Our main project bottleneck has been registration, as Sage Ross briefly alludes to in his sister article. Geni from Foundation-l has a pretty good take on this: "Trying to fight off our smarter vandals without having our antivandal people tends to result in people having to make registration hard which kills the project."

Such has been a uniquely challenging ecosystem to jump into, and our participation numbers, though good, haven't been as good as they could have been due to our relatively hard registration system. As I'm writing this, though, our tech guys are implementing a semi-automated registration system based on a MediaWiki plugin, which allows users to more easily apply, and allows us to approve applications with a single click should they meet our basic identification requirements. While it still requires users to jump through a hoop before they edit (something I personally still have qualms about), I expect that an easier application system combined with quicker responses will greatly benefit our numbers, and it'll also allow us to start doing serious academic recruiting.
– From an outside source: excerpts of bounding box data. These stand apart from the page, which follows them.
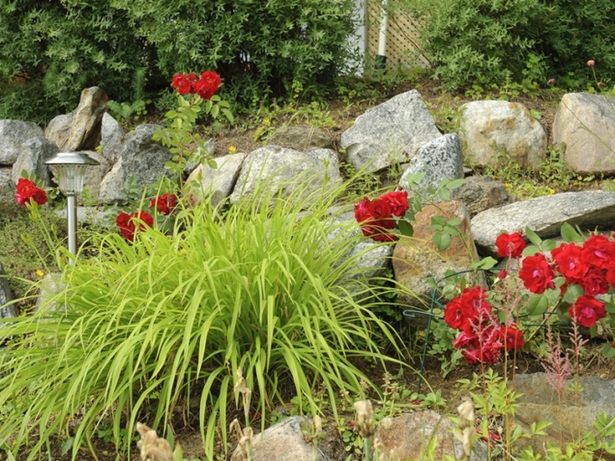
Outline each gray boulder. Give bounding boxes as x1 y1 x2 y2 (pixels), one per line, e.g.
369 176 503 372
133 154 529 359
100 112 124 163
451 176 517 217
512 373 615 450
45 86 108 152
99 125 172 204
376 410 489 461
184 154 248 206
472 191 615 256
341 90 442 172
459 101 547 166
0 120 43 166
12 136 58 185
392 201 478 308
231 416 327 461
553 93 615 174
230 146 342 203
399 133 463 190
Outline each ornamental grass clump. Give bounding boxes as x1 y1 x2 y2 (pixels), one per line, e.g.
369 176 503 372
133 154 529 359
0 178 410 460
How good is Citizendium's content?

Sage Ross takes a look at this question, and though we appear to come out fairly well in his analysis, I'm not sure how fair it is to have either Wikipedians or Citizendians attempt to publicly critique each others' content. Andrew Keen notwithstanding, clearly both models can create good content. I'm certainly optimistic that the Citizendium model will tend to produce markedly better content than the Wikipedia model (else I wouldn't be volunteering there), and I do think our approved articles are simply great (examples: Biology, Wheat, Northwest Passage).[3][4]

Still on the issue of content, both projects have borrowed a bit of content from the other without attribution, and sorting out how to handle things (and how irritated to get) when this happens will be an ongoing process.[5][6] Generally speaking, our projects' relationship will be many things to many people, but the one which has always made the most sense to me is that we're fundamentally sister projects working toward basically the same goal, albeit with some occasional good-natured sibling rivalry (see also: David Gerard's and my positions on project rivalry and cross-criticism).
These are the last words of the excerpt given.